Sindeeva Maria, Telepov Alexander, Ivanisenko Nikita, Shashkova Tatiana, Khrabrov Kuzma, Tsypin Artem, Kadurin Artur, Kardymon Olga
Bioinformatics Group, AIRI, Moscow 121170, Russia.
Brief Bioinform. 2025 Jul 2;26(4). doi: 10.1093/bib/bbaf324.
A key challenge in protein engineering is understanding how mutations affect protein fitness and stability. Most of current state-of-the-art models fine-tune protein structure prediction or protein language models or even pretrain their own. Despite its widespread use within computational workflows, AlphaFold2 exhibits limited sensitivity in assessing the effects of amino acid point mutations on protein structure, thereby constraining its utility in sequence design and protein engineering. In this work, we propose a simple modification of AlphaFold2 inference that improves the model's capacity to capture the structural impacts of amino acid mutations. We achieve this by discarding the multiple sequence alignment and masking the template in recycling stages. Moreover, we introduce AFToolkit, a framework that leverages the embeddings of the modified AlphaFold2 model and simple adapter models to solve multiple protein engineering tasks. In contrast to other methods, our approach does not require fine-tuning the AlphaFold2 model or pretraining a new model from scratch on large datasets. It also supports handling multiple mutations, insertions, and deletions by directly modifying the input protein sequence. The proposed approach achieves strong performance across established benchmarks in terms of Spearman correlation: $0.68$ on PTMul, $0.60$ on cDNA-indel, and $0.57$ on C380.

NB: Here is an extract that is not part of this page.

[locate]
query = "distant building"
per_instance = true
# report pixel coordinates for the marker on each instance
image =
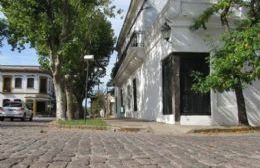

蛋白质工程中的一个关键挑战是理解突变如何影响蛋白质的适应性和稳定性。当前大多数最先进的模型都是对蛋白质结构预测或蛋白质语言模型进行微调,甚至是自行预训练。尽管AlphaFold2在计算工作流程中被广泛使用,但它在评估氨基酸点突变对蛋白质结构的影响时灵敏度有限,从而限制了其在序列设计和蛋白质工程中的应用。在这项工作中,我们提出了一种对AlphaFold2推理的简单修改,以提高该模型捕捉氨基酸突变结构影响的能力。我们通过在循环阶段丢弃多序列比对并屏蔽模板来实现这一点。此外,我们引入了AFToolkit,这是一个利用修改后的AlphaFold2模型的嵌入和简单适配器模型来解决多个蛋白质工程任务的框架。与其他方法不同,我们的方法不需要对AlphaFold2模型进行微调,也不需要在大型数据集上从头开始预训练新模型。它还支持通过直接修改输入蛋白质序列来处理多个突变、插入和缺失。在Spearman相关性方面,所提出的方法在既定基准上取得了强劲的性能:在PTMul上为0.68,在cDNA - indel上为0.60,在C380上为0.57。